Winter is a good time to set homesteading goals. I don’t mean New Year’s resolutions. That’s a whole different kind of goal setting, and one that I am frankly not that good at. Though this year I did make a resolution to try to publish a blog every day so that I could develop more confidence about putting my writing “out there”.
In spring and summer when everything is green and beautiful, and I am so busy growing stuff, working on projects, and trying to use every bit of glorious daylight to see our dreams through, it’s hard to slow down long enough to do proper planning. But in the middle of winter when our trees are naked, and even the prettiest parts of our landscape and living areas seem a little lackluster, it’s easier to see what still needs to be done and make a plan for how to get there.
This time of year, I’m not as likely to be taken in by a pretty picture and the temporary feeling of abundance. I can see the flaws and deficiencies that still need tending to. Winter makes me critical. And the cold conditions also make me more likely to sit at a desk and do proper research and planning. The short days leave me more time to read and learn. It’s not just the thought of a new year that prompts the urge to set goals, but a convergence of contemplative conditions.
The photos above are of winter the year before we bought this property and fall the year after. Despite the seasonal differences, you can see we’ve made big changes to the landscape. The addition of a second pond and new structures are obvious. There is not enough detail in the photo to see it all, but we added a greenhouse above the pond, a shipping container with solar panels below it, a large fenced garden, a fenced goat pasture, a pig shelter and pig paddocks, lots of fruit trees and bushes, a vineyard, an herb garden, dug several rain diversion channels and rain depressions, created paths, and amended soil with cover crops and sheet mulching. And we’ve also changed how we use the property. We’re raising more animals and growing more food.
In late 2015 and 2016, after these photos were taken, we added a fenced buck pasture and shelter, planted more trees, built a new duck shelter, amended a lot more soil, created duck paddocks, added more swales and hugelcultures, built a smokehouse, added some mini-ponds, and more.
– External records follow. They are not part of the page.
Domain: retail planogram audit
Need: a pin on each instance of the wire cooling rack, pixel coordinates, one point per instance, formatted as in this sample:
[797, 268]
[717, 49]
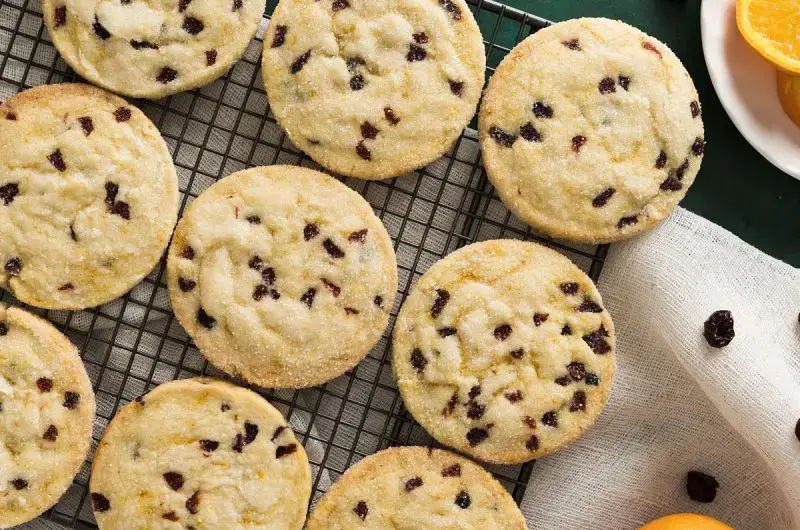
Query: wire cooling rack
[134, 343]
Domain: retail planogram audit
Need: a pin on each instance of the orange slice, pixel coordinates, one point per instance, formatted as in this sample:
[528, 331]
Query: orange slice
[772, 27]
[789, 94]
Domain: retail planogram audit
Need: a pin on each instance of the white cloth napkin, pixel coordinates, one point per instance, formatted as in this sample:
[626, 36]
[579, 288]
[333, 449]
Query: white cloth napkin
[680, 405]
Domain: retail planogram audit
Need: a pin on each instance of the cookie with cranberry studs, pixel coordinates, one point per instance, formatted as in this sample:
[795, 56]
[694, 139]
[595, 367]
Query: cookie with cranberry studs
[203, 454]
[416, 487]
[591, 131]
[503, 351]
[88, 199]
[46, 413]
[373, 89]
[151, 49]
[282, 275]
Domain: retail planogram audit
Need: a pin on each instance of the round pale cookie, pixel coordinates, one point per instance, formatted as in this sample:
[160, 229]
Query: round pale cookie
[203, 454]
[282, 275]
[591, 131]
[46, 413]
[151, 48]
[373, 89]
[88, 196]
[416, 487]
[504, 351]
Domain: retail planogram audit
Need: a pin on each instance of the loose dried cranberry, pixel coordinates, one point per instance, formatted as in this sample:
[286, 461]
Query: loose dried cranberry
[308, 296]
[361, 510]
[476, 411]
[446, 332]
[193, 502]
[100, 503]
[51, 434]
[369, 131]
[167, 75]
[502, 332]
[362, 151]
[99, 30]
[388, 113]
[529, 133]
[8, 192]
[57, 160]
[625, 221]
[192, 25]
[284, 450]
[279, 38]
[174, 480]
[310, 231]
[442, 297]
[418, 361]
[514, 396]
[607, 86]
[413, 483]
[122, 114]
[701, 487]
[205, 320]
[462, 500]
[698, 147]
[718, 329]
[502, 137]
[602, 198]
[597, 342]
[300, 62]
[452, 471]
[13, 266]
[186, 285]
[578, 142]
[60, 16]
[250, 432]
[578, 401]
[476, 435]
[209, 446]
[87, 125]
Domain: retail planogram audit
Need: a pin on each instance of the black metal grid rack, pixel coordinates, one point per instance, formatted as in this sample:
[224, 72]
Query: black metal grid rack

It will be interesting to see what our the Google Earth view looks like the next time they deign to take our measure.
We’ve done a lot. And there’s a lot more to do. So, each year, around this time, I start this process again. Assessing our progress, counting successes and failures, reviewing our “wish list”, and deciding what’s most important and what we actually have the time, energy and resources to handle. Then I also leave a little room for spontaneity. No matter how much you plan, better information, new challenges, and life happens.
There will always be more to do. But each year, the list gets shorter as we transition from building to simply living, and then oneday soon, to living simply. And this is the definition of sustainability, there has to come a point where we stop building and start sustaining. Infinite growth is not sustainable. Thank goodness.